Autorità:
Tribunale
Data:
7 novembre 2024
Numero:
11187
Regione:
Lazio
Il Tribunale di Roma ha dichiarato la nullità del licenziamento di un lavoratore disabile per superamento del periodo di comporto, ritenendolo discriminatorio in quanto legato alla sua condizione di salute.
Nel caso di specie, il lavoratore, custode dal 1995 e affetto da disabilità riconosciuta al 70% dal 2017 per gravi patologie cardiache, era stato licenziato per superamento del periodo di comporto previsto dal CCNL di categoria (180 giorni). Le assenze che avevano determinato il superamento del comporto erano causate da un intervento chirurgico e successivo trattamento riabilitativo. Gli eredi del lavoratore, deceduto nel 2023, hanno impugnato il licenziamento, deducendo il suo carattere discriminatorio e chiedendo il risarcimento.
Il giudice ha evidenziato che l’applicazione uniforme del periodo di comporto senza distinguere tra assenze correlate alla disabilità e altre malattie costituisce discriminazione indiretta.
Secondo il d.lgs. n. 216/2003 e la Direttiva 2000/78/CE, una prassi apparentemente neutra è discriminatoria quando svantaggia i lavoratori disabili rispetto agli altri.
Nel caso in esame, è stato dimostrato che le assenze derivavano interamente dalla patologia invalidante che già nel 2017 aveva giustificato il riconoscimento della disabilità. L’omissione da parte datoriale di aver provveduto ad attuare accomodamenti ragionevoli, unitamente all’automatica applicazione del comporto hanno aggravato la posizione del lavoratore.

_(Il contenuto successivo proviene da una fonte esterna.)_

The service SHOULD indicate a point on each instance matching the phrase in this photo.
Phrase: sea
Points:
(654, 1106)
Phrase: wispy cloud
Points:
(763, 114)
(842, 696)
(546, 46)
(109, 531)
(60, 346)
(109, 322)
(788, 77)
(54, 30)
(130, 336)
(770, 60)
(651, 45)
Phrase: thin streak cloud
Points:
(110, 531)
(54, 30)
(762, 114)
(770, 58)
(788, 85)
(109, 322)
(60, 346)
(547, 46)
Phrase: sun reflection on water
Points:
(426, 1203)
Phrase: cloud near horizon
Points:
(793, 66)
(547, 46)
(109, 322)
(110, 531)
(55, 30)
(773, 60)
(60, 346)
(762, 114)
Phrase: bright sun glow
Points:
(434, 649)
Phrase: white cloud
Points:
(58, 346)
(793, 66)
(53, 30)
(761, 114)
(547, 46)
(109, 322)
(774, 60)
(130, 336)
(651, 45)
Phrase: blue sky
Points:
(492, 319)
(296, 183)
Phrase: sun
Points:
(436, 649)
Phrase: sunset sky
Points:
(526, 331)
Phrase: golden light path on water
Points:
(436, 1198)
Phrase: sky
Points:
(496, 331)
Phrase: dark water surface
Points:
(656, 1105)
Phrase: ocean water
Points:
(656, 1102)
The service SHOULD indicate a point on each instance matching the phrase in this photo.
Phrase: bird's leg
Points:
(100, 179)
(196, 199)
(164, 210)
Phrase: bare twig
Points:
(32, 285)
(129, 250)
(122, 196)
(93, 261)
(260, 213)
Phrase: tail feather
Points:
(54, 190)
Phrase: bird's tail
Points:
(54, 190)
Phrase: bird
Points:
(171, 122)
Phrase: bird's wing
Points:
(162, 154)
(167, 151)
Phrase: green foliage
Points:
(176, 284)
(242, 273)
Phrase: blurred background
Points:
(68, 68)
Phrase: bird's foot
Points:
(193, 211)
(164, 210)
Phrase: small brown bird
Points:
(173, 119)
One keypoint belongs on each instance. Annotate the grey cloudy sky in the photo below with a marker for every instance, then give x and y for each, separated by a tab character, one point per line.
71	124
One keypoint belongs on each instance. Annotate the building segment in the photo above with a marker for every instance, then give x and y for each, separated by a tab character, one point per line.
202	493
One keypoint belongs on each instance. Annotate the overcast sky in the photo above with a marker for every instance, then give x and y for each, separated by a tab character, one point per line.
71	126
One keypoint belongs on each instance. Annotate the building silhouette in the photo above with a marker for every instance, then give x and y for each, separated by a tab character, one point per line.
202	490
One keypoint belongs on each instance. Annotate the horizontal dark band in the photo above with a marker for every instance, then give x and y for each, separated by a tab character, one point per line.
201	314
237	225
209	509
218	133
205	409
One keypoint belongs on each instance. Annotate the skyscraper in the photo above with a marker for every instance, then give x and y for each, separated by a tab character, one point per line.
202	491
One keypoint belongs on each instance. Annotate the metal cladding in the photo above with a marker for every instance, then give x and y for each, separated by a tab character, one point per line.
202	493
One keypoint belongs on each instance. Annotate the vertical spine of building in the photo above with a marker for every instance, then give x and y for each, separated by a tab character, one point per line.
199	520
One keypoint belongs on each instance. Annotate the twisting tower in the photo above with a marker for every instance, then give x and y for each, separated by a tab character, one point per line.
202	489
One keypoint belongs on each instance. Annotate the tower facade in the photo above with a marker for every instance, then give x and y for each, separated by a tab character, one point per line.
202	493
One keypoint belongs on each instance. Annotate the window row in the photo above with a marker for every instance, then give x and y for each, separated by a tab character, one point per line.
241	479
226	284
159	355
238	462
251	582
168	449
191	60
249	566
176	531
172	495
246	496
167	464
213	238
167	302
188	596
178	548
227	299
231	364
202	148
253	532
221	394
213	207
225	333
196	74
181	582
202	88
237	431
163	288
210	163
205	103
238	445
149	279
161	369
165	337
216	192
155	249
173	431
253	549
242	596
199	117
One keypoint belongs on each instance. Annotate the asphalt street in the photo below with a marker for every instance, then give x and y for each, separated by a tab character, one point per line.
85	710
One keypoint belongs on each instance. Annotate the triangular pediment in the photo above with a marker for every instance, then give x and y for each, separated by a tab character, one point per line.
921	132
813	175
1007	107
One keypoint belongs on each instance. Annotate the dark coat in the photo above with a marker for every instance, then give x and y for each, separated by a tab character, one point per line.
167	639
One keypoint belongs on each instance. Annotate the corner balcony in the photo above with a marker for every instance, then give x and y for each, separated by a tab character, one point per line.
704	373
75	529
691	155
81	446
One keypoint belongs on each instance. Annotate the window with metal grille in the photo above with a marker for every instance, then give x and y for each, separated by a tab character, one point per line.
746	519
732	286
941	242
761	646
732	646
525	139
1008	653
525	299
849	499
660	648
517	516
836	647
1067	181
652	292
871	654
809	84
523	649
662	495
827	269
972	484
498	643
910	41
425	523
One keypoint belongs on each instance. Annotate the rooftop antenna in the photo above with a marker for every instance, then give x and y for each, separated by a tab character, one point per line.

Sebbene non fosse contestato che il lavoratore avesse superato il periodo di comporto, il Tribunale ha sottolineato che la discriminazione opera in modo oggettivo, indipendentemente dalla consapevolezza datoriale dello stato di disabilità. Il datore di lavoro avrebbe dovuto attivarsi per verificare la natura delle assenze, conformemente ai principi di correttezza e buona fede.